Friday, August 5, 2016

Fakeness.

Lately in life I have started to encounter a few fake people. Now, I am one of those people who normally gets along with everyone. I am a smiling, upbeat,bubbly, happy, person. It is rare that I come across someone who does not like me. Yes, I do come across them and normally it is because they think I am either fake or to nice. That is their issue and not mine. It seems lately though, I have been around a few people that do not like me. 
 
I am not going name any names or where these people are that I am around because I do not want to give to much away but I do encounter them a lot. At first I thought they liked me but now I am pretty sure they do not. I keep catching them saying rude comments about me, little snippy comments that are geared to me and jabs directed at me. I am trying to be the bigger person and not say a word. Sometimes it is hard but so far I have done that.Since losing weight, they have even said comments about that. One even went as far as saying that I was more than likely just wearing spanx instead of actually losing weight. I have busted my ass to lose 28 pounds. I am not eating a shit ton of food that I would love to eat because I want to lose weight. I work my ass off every day at the gym. I do not need other women bringing me down.
 
My big issue here is that if you do not like me, then do not talk to me. Just ignore me.

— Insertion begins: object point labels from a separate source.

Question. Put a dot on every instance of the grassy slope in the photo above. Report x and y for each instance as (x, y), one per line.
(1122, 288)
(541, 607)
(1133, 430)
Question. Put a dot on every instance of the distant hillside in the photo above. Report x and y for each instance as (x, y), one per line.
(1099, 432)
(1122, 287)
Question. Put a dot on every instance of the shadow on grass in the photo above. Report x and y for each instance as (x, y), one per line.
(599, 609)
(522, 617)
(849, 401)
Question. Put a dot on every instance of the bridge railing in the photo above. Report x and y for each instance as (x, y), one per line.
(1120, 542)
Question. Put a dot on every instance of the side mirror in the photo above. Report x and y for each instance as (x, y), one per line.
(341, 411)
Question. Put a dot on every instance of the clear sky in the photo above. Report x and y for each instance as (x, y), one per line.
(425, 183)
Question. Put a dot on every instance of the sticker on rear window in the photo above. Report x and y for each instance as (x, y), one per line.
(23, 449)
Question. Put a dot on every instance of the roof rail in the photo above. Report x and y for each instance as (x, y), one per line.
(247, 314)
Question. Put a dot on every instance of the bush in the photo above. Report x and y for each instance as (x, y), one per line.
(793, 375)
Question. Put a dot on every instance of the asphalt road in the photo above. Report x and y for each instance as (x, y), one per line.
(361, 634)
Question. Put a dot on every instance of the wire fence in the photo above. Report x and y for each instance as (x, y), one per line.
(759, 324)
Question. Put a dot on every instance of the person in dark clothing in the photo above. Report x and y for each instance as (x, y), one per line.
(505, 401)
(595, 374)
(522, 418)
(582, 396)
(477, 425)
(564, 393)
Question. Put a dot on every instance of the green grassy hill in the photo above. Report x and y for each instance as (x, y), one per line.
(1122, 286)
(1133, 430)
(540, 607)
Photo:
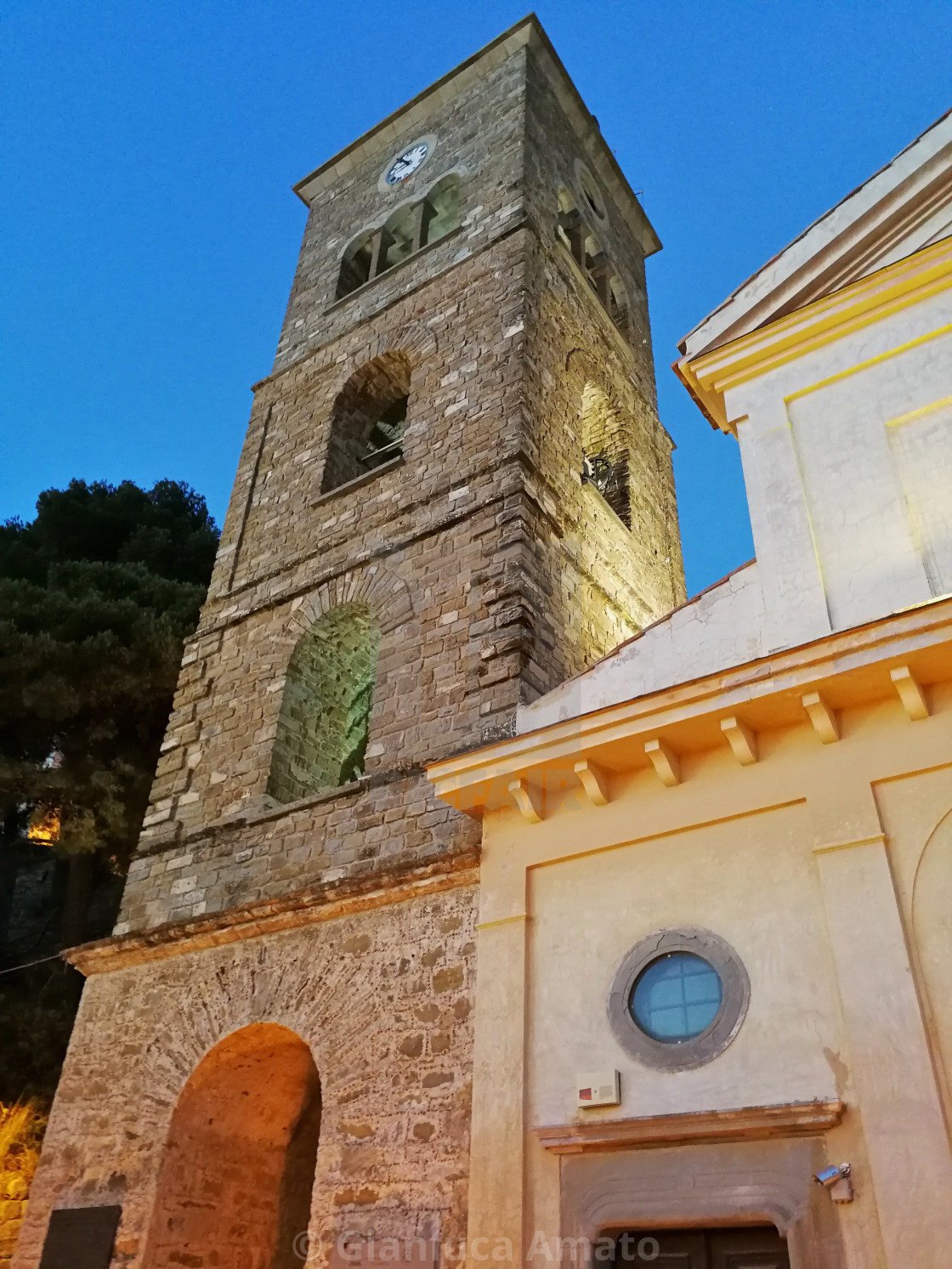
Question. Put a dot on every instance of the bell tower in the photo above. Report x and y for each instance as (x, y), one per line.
(455, 493)
(455, 490)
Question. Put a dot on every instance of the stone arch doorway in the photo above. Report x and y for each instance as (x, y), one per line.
(238, 1169)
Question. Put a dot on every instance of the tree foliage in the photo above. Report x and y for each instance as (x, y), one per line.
(97, 595)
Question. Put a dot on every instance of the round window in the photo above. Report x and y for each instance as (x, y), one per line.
(678, 999)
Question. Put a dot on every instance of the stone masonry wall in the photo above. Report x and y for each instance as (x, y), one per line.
(382, 999)
(493, 571)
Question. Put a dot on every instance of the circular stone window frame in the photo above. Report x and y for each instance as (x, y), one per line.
(710, 1043)
(588, 188)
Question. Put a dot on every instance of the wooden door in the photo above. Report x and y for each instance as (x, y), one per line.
(745, 1248)
(669, 1249)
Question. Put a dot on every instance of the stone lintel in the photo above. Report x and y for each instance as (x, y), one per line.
(749, 1124)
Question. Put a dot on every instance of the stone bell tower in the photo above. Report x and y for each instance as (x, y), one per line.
(455, 493)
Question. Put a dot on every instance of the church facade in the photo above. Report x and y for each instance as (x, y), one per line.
(494, 904)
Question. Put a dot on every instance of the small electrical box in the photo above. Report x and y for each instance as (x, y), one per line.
(599, 1089)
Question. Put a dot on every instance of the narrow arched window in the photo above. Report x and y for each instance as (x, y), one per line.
(440, 211)
(619, 305)
(399, 240)
(326, 705)
(367, 420)
(355, 264)
(606, 450)
(406, 231)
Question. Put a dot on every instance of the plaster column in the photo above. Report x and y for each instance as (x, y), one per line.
(496, 1147)
(779, 519)
(889, 1053)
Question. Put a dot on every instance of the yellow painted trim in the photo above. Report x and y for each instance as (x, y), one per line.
(903, 419)
(502, 921)
(869, 300)
(872, 360)
(480, 774)
(828, 848)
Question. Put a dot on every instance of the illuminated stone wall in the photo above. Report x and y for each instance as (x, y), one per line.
(491, 574)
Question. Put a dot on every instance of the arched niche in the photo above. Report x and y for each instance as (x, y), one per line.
(326, 705)
(238, 1168)
(367, 419)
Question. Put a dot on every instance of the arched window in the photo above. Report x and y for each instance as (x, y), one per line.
(406, 231)
(238, 1169)
(326, 707)
(367, 420)
(606, 450)
(355, 264)
(619, 305)
(440, 211)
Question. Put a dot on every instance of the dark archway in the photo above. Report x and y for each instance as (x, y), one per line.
(238, 1171)
(367, 420)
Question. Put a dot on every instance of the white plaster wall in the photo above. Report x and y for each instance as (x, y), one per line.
(718, 628)
(848, 468)
(751, 881)
(847, 456)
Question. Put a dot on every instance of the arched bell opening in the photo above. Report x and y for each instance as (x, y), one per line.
(238, 1169)
(606, 450)
(367, 420)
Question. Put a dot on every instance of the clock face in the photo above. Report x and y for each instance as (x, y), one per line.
(406, 164)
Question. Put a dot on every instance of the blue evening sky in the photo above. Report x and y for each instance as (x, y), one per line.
(150, 232)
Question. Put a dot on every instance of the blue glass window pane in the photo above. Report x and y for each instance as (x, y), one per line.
(676, 998)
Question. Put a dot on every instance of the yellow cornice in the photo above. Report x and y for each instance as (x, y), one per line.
(887, 291)
(761, 694)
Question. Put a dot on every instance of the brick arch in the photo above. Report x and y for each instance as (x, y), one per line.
(372, 584)
(416, 340)
(239, 1160)
(586, 368)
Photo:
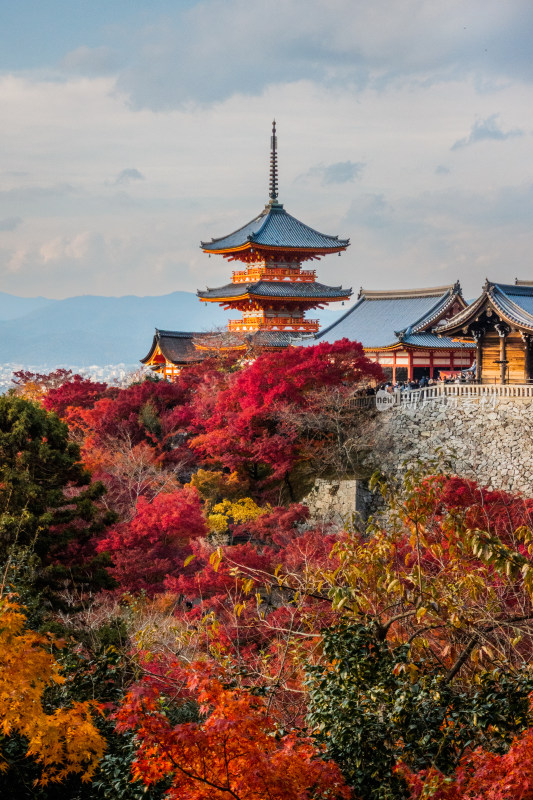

Do not go out of your way to say Hi to me. Do not fake nice to me. Just be honest and I will feel better about the situation. I also do not understand why grown women feel the need to bring other grown women down instead of building them up and encouraging them? I find that being positive and ignoring the situation is the best thing to do but it does not stop the problem or make the people stop. I just hope one day these women learn to grow up and accept that no one is perfect. Everyone has flaws and that instead of being a bully, they could use their time and efforts to empower others instead of bring them down.